Is a smaller, newer broker safe to use? If they're IRDAI-licensed (verify the licence on the IRDAI website), the regulatory protection is the same as for a large broker. The real risks with smaller brokers are operational: the depth of the claims team, the resilience of the technology, and what happens if your account manager leaves. Ask for a reference call with a similar-sized client before signing.
How long does it take to move a group health policy from one broker to another? Two to four weeks for a clean transition at renewal. Mid-year switches are quicker (often under two weeks) because the policy is already in force, but mid-year switches make claims continuity slightly messier and are best avoided unless there's a real problem with the incumbent.

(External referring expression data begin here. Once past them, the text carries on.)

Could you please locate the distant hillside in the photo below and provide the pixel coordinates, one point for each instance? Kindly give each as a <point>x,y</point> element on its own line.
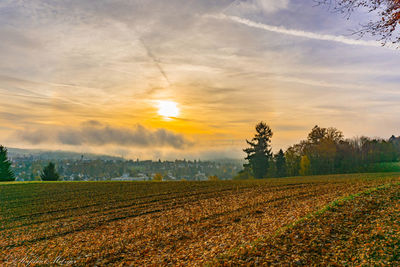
<point>56,155</point>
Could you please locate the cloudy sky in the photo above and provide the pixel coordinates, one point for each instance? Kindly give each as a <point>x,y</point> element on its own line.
<point>92,75</point>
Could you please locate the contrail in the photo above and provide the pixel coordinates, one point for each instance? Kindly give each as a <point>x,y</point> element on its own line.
<point>299,33</point>
<point>155,60</point>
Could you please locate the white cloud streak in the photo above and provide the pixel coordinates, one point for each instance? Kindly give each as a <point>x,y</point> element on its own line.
<point>297,33</point>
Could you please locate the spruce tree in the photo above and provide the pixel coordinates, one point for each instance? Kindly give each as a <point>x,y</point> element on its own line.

Disclosure: This article was researched using publicly available information from broker websites, IRDAI registration records, news coverage, and industry comparison sites. Where specific metrics (NPS scores, claims TAT) are cited, they come from the broker's own published material. Each broker is described in terms of the buyer segment it has positioned itself to serve and the public information available about its strengths. The Indian group health insurance market is evolving rapidly, and brokers regularly expand into new segments — readers should treat the segment guidance as a starting point for their own evaluation, not as a complete description of any broker's current capabilities.